How many young unemployed people are taking part in the new deal in Birmingham and the west midlands. [64036]

The Minister for Employment, Welfare to Work and Equal Opportunities (Mr. Andrew Smith)

At the end of November, there were just over 10,800 young people taking part in the new deal in the west midlands, 3,000 of them in the Birmingham area.

Mr. Corbett

Those young Brummies who have helped to make the dole queue the shortest for 19 years are delighted with the extra opportunities for training and jobs that the new deal is providing, and they do not understand why the Conservative party would deny them those opportunities. What further steps can the Minister take to assist people with disabilities to make maximum use of what the new deal has to offer?

Mr. Smith

I thank my hon. Friend for his remarks about the new deal and its benefits for the young people of the west midlands and the rest of the country. A total of 52,500 young unemployed people are now in jobs thanks to the new deal, and of those, 5,500 are young people with disabilities. That is a great tribute to the work being done by all the partners in the new deal and our disability employment advisers.

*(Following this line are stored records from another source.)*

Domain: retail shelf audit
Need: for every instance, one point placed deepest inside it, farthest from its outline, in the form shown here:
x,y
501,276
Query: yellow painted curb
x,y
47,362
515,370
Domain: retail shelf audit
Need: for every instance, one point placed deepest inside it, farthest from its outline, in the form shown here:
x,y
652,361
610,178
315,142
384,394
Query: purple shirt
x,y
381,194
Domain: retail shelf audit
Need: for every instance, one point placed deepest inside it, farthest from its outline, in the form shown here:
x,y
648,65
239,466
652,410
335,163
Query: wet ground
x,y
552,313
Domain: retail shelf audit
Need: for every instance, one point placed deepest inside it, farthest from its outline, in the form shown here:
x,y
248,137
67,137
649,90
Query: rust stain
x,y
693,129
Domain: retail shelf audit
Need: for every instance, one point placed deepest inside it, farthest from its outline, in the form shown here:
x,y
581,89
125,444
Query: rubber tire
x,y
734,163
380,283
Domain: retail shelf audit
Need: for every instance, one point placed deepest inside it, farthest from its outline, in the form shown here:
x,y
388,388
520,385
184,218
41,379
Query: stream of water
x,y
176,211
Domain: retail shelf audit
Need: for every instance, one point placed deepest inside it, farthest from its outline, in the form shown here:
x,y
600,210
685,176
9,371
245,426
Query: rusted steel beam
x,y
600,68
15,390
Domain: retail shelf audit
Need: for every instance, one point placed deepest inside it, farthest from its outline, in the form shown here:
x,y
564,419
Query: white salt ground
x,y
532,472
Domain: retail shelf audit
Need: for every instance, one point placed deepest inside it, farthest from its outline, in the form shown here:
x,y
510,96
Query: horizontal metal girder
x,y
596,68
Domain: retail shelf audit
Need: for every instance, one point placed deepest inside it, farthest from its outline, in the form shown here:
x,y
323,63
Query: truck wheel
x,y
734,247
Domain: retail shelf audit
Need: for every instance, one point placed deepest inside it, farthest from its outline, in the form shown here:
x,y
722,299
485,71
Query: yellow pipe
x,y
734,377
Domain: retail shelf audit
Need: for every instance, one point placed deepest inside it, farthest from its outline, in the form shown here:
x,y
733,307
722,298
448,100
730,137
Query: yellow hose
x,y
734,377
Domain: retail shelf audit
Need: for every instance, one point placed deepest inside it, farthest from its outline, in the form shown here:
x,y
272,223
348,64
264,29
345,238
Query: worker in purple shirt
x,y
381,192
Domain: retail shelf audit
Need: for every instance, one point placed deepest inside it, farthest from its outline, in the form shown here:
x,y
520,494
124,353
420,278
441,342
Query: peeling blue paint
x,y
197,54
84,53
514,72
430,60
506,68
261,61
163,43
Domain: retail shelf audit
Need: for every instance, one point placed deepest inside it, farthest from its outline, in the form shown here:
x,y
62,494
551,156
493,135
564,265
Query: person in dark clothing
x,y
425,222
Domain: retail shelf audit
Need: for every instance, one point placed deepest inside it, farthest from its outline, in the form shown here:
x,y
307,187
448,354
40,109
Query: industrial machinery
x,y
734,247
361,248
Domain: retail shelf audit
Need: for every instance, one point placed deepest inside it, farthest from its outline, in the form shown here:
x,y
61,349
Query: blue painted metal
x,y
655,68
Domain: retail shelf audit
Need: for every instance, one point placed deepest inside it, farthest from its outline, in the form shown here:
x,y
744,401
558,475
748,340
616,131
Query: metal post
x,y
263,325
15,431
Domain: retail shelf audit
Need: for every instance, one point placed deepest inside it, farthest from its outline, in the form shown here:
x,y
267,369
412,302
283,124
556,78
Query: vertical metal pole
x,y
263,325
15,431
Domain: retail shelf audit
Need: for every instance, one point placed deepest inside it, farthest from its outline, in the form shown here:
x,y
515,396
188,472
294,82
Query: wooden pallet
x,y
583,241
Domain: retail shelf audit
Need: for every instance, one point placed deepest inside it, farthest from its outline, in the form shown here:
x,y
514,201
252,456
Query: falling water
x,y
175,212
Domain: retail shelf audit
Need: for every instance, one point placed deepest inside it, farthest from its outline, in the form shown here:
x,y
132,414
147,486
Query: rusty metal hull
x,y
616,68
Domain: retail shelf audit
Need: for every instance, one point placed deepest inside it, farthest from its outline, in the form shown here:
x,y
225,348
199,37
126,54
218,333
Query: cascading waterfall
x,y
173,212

That help is in addition to the extra measures being taken through the new deal for disabled people.

The new deal is working for young people who are disabled and for the rest of unemployed young people in this country who, as my hon. Friend rightly pointed out, would have been denied those opportunities by the Conservative party.

Mr. Edward Leigh (Gainsborough)

What proportion of those entering the scheme leave for other benefits or disappear from the scheme altogether?

Madam Speaker

Order. I remind questioners and the Minister that this is a limited question and it relates to the west midlands.

Mr. Smith

In the west midlands, as elsewhere, the number of those whose destination is unknown having benefited from the new deal is significantly lower than it was under the jobseeker's allowance regime introduced by the Conservative party. When we look at the cohorts of young people passing through the new deal, the number whose destination is unknown is as low as 12 per cent.

Mr. Bob Blizzard (Waveney)

I wonder whether Birmingham and the west midlands are experiencing the problem that exists in my constituency, which is that, although the new deal is working successfully, some young people face multiple obstacles to employment. They are people who were previously referred to as being unemployable. They may have had drugs problems, they may be alienated or have been involved in petty crime. We are finding that, for such people, the gateway period is not long enough to prepare them for work. Even if they take up an option—

Madam Speaker

Order. I must be firm about questions. This is Question Time and the hon. Gentleman must not set the scene in his own constituency. If he wants to do that, he can put a question on the Order Paper. Will he come to his question for the Minister in relation to the west midlands?

Mr. Blizzard

Thank you, Madam Speaker. Will the Minister consider extending the gateway period or offering more support for young people in Birmingham and the west midlands who are finding it difficult to succeed properly in the new deal?

Mr. Smith

It is important to stress that the most disadvantaged young people, including those who have had drug problems, ex-offenders and those with severe literacy and numeracy difficulties, are getting jobs through the new deal. They are being given the help that they need in the gateway period. Of course, although the new deal is working well, it can always be improved. We have a continuous improvement strategy under way and that includes a more intensive use of the gateway services such as that urged by my hon. Friend.